Now before you roll your eyes and start thinking this is my way of getting you to feel bad for the awkward girl, I don’t mean I didn’t see it happening for me. I’m talking for anyone. Have you ever seen the way love is in high school? It’s a joke and nothing like the stories I’ve read or the movies I’ve watched.
It’s definitely not Notebook worthy.
Then if you step away from high school entirely, I’ve never seen it happen in my own life either. My mom has been single for as long as I’ve been alive, and if it wasn’t for this new guy now, I wouldn’t believe it was possible for her either.
It’s just always been the unattainable dream.
After what happened at the Halloween dance a couple of weeks ago though, Christian and I admitting how we felt, and then him officially asking me out, it’s both crazy and cool, and almost like someone brought one of the books to life.
The strangest part and what I ponder most when I’m on my own, is how things can be so different, yet not much has actually changed.
It’s as if in saying yes to Christian and admitting I like him, it allowed us to ease back into what we had before. The comfortable way we just existed as friends, only this time with the added benefit of getting to kiss each other at random times throughout the day and not caring about who saw what or who even cared at all.

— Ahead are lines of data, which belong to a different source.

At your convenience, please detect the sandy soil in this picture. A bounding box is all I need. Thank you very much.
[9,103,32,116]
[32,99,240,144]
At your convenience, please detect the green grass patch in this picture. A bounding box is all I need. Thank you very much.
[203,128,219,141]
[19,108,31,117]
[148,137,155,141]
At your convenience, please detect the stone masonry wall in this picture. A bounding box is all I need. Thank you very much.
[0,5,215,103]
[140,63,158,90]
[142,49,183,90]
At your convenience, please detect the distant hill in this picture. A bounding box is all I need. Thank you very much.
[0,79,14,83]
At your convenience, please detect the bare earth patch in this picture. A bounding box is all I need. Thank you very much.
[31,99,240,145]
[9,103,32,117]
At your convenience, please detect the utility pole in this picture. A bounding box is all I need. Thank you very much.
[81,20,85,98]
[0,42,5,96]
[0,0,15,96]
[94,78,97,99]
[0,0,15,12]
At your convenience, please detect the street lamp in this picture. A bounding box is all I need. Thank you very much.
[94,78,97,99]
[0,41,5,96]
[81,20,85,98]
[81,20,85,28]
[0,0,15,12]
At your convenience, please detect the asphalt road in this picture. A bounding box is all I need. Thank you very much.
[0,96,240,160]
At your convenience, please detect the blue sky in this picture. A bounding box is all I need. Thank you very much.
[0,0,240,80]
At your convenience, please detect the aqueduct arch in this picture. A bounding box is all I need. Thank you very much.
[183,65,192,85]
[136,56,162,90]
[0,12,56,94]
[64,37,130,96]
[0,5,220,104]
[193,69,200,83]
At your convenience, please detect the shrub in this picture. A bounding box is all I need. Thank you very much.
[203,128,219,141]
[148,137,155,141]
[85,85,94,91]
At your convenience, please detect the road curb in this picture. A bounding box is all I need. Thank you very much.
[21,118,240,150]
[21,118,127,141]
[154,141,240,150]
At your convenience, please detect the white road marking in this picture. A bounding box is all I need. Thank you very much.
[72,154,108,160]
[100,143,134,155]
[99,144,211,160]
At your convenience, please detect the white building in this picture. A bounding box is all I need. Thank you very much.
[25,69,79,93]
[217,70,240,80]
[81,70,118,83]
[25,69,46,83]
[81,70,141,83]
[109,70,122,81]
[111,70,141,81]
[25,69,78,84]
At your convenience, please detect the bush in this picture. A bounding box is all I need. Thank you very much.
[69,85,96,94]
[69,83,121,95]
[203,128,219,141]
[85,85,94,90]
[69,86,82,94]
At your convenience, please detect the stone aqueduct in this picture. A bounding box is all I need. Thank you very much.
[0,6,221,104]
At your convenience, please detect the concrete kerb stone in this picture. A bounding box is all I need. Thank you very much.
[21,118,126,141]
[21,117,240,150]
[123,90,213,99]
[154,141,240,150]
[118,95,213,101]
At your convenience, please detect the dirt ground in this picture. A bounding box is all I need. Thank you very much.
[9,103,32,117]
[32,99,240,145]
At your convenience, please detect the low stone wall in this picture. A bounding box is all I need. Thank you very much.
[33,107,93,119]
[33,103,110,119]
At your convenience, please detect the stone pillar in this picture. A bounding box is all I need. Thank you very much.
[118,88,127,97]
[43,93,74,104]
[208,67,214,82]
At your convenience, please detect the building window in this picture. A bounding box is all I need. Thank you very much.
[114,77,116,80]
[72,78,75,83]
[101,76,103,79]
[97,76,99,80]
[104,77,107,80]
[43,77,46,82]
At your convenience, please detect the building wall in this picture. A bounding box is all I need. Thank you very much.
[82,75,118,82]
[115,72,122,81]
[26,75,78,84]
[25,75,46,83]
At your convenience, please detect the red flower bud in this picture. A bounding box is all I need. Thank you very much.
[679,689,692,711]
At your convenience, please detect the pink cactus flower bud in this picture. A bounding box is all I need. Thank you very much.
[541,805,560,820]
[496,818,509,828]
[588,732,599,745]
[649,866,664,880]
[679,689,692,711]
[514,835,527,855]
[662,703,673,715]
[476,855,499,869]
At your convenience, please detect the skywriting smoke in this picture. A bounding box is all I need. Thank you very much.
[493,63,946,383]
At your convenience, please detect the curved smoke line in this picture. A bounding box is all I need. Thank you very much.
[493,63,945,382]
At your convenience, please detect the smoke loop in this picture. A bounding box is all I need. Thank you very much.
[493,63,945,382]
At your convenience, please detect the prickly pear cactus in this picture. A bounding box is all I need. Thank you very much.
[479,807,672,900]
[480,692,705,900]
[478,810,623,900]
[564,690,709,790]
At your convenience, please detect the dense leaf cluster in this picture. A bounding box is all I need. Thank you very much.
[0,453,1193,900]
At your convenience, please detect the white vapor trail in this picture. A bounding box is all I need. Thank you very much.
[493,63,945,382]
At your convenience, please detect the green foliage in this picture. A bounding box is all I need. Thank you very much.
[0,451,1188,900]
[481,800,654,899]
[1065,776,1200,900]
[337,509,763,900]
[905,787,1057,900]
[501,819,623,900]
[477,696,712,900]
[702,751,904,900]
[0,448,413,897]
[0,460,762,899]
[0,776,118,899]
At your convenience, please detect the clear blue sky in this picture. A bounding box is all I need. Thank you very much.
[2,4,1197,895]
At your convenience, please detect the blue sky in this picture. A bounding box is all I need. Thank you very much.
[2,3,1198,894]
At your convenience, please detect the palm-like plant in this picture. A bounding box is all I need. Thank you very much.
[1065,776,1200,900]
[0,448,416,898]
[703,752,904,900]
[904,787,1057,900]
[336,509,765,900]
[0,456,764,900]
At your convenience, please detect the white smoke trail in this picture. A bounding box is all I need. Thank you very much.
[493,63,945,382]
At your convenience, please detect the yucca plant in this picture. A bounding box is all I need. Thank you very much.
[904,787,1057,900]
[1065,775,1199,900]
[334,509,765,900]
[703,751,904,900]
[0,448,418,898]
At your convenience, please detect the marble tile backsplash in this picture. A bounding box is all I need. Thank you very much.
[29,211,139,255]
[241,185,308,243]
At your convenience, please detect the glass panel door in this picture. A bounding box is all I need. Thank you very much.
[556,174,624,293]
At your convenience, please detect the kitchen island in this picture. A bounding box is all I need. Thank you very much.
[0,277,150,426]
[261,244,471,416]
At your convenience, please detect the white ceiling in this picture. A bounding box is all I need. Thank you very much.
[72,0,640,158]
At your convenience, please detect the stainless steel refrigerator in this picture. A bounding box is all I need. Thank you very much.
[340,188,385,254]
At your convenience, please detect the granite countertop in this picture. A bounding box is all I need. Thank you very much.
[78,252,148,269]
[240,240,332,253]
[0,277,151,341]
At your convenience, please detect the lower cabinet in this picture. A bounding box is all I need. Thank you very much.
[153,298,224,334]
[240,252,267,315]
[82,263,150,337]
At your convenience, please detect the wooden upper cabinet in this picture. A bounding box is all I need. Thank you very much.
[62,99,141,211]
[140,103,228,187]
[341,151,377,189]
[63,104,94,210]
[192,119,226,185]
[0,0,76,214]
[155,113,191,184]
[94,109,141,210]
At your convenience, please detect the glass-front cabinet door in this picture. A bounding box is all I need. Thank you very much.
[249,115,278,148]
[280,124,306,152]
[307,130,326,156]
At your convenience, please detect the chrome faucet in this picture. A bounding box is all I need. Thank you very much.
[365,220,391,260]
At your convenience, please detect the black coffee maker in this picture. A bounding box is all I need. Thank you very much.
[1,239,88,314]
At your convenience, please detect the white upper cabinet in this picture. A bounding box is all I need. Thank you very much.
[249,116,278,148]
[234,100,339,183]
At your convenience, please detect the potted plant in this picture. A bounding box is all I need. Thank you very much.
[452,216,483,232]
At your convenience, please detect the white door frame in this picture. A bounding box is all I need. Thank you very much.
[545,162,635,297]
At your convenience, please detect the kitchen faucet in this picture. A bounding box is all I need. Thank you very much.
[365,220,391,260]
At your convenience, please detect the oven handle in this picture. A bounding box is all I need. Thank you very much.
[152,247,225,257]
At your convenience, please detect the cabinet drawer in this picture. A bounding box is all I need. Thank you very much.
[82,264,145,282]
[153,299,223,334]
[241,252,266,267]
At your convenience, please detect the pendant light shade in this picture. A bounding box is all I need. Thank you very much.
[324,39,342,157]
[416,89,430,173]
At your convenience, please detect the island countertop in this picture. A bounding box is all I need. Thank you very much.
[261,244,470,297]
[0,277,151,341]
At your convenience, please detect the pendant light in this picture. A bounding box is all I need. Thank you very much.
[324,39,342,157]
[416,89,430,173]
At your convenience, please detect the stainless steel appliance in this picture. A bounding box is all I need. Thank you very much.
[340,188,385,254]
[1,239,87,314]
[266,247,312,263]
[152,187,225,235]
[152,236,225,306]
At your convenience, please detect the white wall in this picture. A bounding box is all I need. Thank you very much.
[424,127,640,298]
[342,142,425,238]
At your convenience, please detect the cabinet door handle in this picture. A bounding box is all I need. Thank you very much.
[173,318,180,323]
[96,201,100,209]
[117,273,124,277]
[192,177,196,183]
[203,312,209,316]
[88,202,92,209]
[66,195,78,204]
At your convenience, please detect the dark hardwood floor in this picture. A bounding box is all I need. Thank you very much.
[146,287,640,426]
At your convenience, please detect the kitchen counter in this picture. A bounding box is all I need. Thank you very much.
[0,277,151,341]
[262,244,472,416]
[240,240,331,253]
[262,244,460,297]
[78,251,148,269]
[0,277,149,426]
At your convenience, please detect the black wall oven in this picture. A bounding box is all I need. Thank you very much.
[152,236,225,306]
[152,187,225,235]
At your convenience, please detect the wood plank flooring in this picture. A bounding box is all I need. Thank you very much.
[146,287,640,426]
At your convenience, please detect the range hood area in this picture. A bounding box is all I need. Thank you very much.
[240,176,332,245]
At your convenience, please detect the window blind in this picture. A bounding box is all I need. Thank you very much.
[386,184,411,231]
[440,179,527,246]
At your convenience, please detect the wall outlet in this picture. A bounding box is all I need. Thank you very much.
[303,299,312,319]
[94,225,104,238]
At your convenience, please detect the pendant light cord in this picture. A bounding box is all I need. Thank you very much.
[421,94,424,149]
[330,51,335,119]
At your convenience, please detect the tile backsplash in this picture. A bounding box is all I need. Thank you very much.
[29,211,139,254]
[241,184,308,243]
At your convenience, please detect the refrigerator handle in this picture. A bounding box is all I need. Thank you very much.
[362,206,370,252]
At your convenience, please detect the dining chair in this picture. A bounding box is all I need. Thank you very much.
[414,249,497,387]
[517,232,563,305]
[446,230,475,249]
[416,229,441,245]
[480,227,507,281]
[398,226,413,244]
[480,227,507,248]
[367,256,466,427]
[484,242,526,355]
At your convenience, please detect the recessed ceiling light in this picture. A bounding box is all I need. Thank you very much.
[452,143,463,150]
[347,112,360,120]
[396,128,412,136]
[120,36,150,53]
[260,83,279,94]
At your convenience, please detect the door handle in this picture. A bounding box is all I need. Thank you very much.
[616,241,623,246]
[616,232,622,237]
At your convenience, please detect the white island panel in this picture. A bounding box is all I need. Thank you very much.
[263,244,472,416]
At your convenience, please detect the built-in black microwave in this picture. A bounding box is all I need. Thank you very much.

Everything the same, just out in the open instead of buried inside.
Meeting up before class and creating music together, one upping each other with random looks in our classes before eating lunch together, then hanging out in the bleachers after school before heading our separate ways home to commiserate through text until one or the both of us passed out.
It’s all just the same as it was, and for some reason that’s strange to me.
Isn’t there supposed to be this life altering change when you go through something as monumental as having your first boyfriend? Aren’t you supposed to wake up the next day and feel different, or, I don’t know, look different?
If things are supposed to be different, I must have missed the memo.
What I didn’t miss is the way he looks coming out of the gym in the sweat covered gray tank top emblazoned with the school crest, or the pause he does mid conversation with Jonah when he catches me out of the corner of his eye.